The crew visits Ffogg's manor. They meet Ffogg, Peasoup, and Lady Prudence (Lyn Peters), Ffogg's daughter. Prudence and Peasoup operate a girls' finishing school that is actually a front for training lady criminals. After fighting Ffogg's goons, a clue in three silver bells is sent to Ireland Yard. Batman goes to the Three Bells pub, Robin is accosted and kidnapped by Prudence and her gang of female thieves, and Barbara realizes the true nature of the school. After changing into her Batgirl outfit, Barbara finds the stolen treasures at the Ffogg estate, but is captured by paralyzing gas released by Prudence. Batman is defeated in a pub brawl against Ffogg's goons; Ffogg hooks Batman up to a machine that erases his memories. Chief O'Hara also arrives in Londinium. After Alfred restores Batman's memory at the Londinium Batcave, Batman and Alfred rescue a tied-up Robin from being crushed by the Tower Bridge mechanism. Robin is seemingly captured again by a bee trap; Prudence announces to her father that Robin is dying from a bee sting, but in reality he uses an antidote from his utility belt and is spared. Ffogg throws lethal fog pellets into his dungeon to finish off the trapped Batgirl, but Batman arrives and rescues her. He then uses an Indian rope trick to escape.
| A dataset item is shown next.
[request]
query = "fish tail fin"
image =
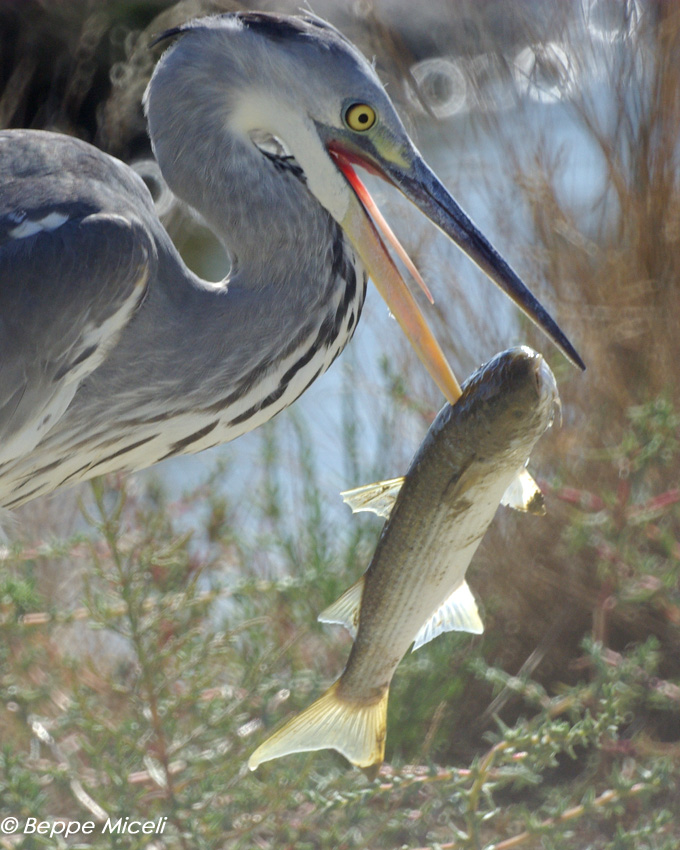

Thinking their adversaries are dead, Ffogg and Peasoup head to the Tower of Londinium to steal the Crown Jewels. Batman and Robin, having dressed as beefeaters to disguise themselves, are already ready to stop them and their goons, with Batgirl's aid. Ffogg attempts to use his pipe again, but Batman has an anti-fog device handy, foiling their escape. Ffogg, Peasoup, and Prudence are arrested; Batgirl disappears followed by Barbara conveniently appearing soon afterward; and the Americans return home.

=== London references ===
The episode includes several references to real-life London locations with the name slightly changed. The city itself is named Londinium, the name from the Roman period of London. Other references include "Chuckingham Palace" (Buckingham Palace), the venerable "Ireland Yard" (New Scotland Yard), the Queen's Highway, the Tower of Londinium (Tower of London), "Barnaby Street" (Carnaby Street), the Londinium House (possibly Grosvenor House Hotel), and the Tower Bridge.

==Reception==
Keith R. A. DeCandido wrote a hostile retrospective in 2017, giving the Londinium episodes a rating of 1/10. He thought that Rudy Vallée gave a "dreadful" and uninteresting performance as Ffogg; it also wasted the episode's premise in that Vallée was an American who did not perform in a good English accent. He thought that British actress Glynis Johns acquitted herself far better as Peasoup. The sets also did not play into the episode's premise; DeCandido thought they were "obvious Southern California locations" that did not actually utilize or sell the fun of episodes set in London. The series features a plotline where Prudence is seemingly playing both sides, but it goes nowhere. Finally, while the campy humor of Batman gives something of a pass for unrealistic situations, DeCandido felt that even given that, the plot of the episodes made no sense.